Failure to Prevent Resident-to-Resident Physical Abuse Due to Lack of Interventions and Staff Education
Penalty
Summary
The facility failed to prevent resident-to-resident physical abuse after a resident with severe cognitive impairment and a history of agitation and aggression was not provided with appropriate interventions or increased supervision. Despite documented behaviors such as wandering, suspicion, agitation, and combativeness, there was no behavior care plan for aggression in place for this resident until after multiple incidents occurred. Staff were not educated on increasing supervision or on specific interventions following an initial altercation where the resident threw a handheld radio, striking another resident. Subsequently, the same resident was involved in a second incident where he physically shoved a trash can into another resident's face, resulting in a bleeding laceration to the upper and lower lips. Staff interviews revealed that there were no individualized interventions for residents on the dementia unit, and that staff had not been educated on communication, redirection strategies, or monitoring for signs of agitation after the altercation. Additionally, the two residents involved in the altercation continued to have rooms next to each other, despite ongoing conflict and aggressive behaviors. The facility's own policies required the identification, assessment, care planning, and monitoring of residents with behaviors that could lead to conflict or abuse, as well as staff training and ongoing supervision. However, these policies were not implemented as written, and there were system failures regarding care plans, documentation, and communication of interventions to floor staff. The lack of timely and effective interventions resulted in physical harm to a resident and placed all residents in the dementia unit at risk.
Removal Plan
- The DON/Director of Nursing, Social Services Director and designee assessed all residents in memory care to determine their level of risk with the Abuse assessments and Aggressive behavior assessment.

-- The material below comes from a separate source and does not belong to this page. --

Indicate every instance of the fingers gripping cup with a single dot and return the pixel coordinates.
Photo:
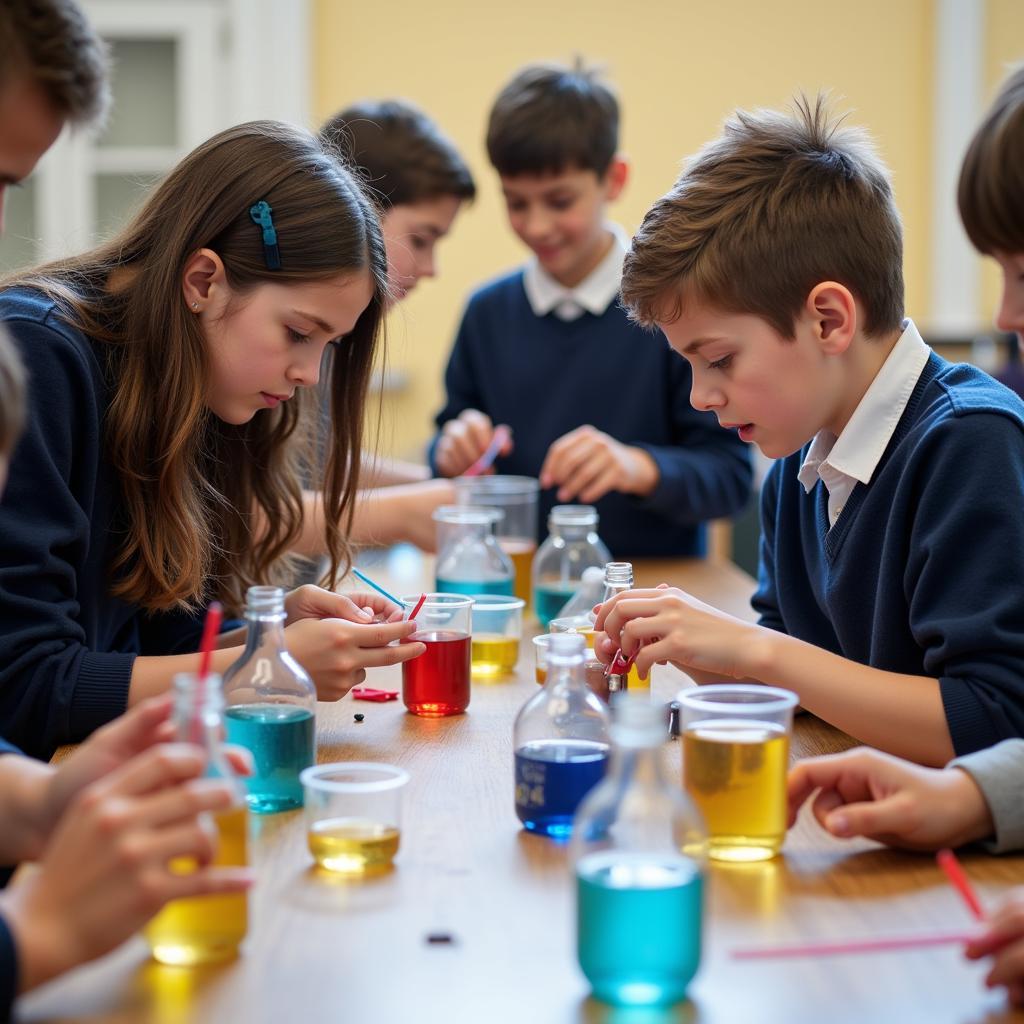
(735, 754)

- 15-minute checks for R1 changed to 1:1 supervision.
- R1 was evaluated by V13's team with inpatient hospital evaluation/treatment and review of medications.
- R1's care plan updated with individualized interventions for aggressive behaviors.
- R1 is not to be seated by other residents with activities, dining etc. when agitated.
- Social Services Director, DON and Administrator re-educated staff on Abuse/Neglect & Exploitation policy and Abuse Prevention.
- All Agency staff being in-serviced on Abuse/Neglect & Exploitation policy and Abuse Prevention prior to start of next shift.
- R1's abuse and aggression assessments completed/updated.
- R1's care plan reviewed and revised by facility interdisciplinary team and revisions and interventions communicated to front line staff caring for R1.
- Abuse policies reviewed/revised to include resident to resident altercations.
- Abuse investigation procedures and documentation process reviewed/revised, and Education provided to all staff.
- DON and designee educated Nurse Aids and Licensed Nurses on documenting behaviors. Behavior documentation will be monitored by the Social Services Director/MDS/Minimum Data Set Coordinator or designee and care plans to be updated as indicated. Staff will be educated on new interventions either verbally or in writing by Care Plan Coordinator or designee.
- An emergency QAPI (Quality Assessment Performance Improvement) meeting was held to develop and implement plans to prevent further resident abuse.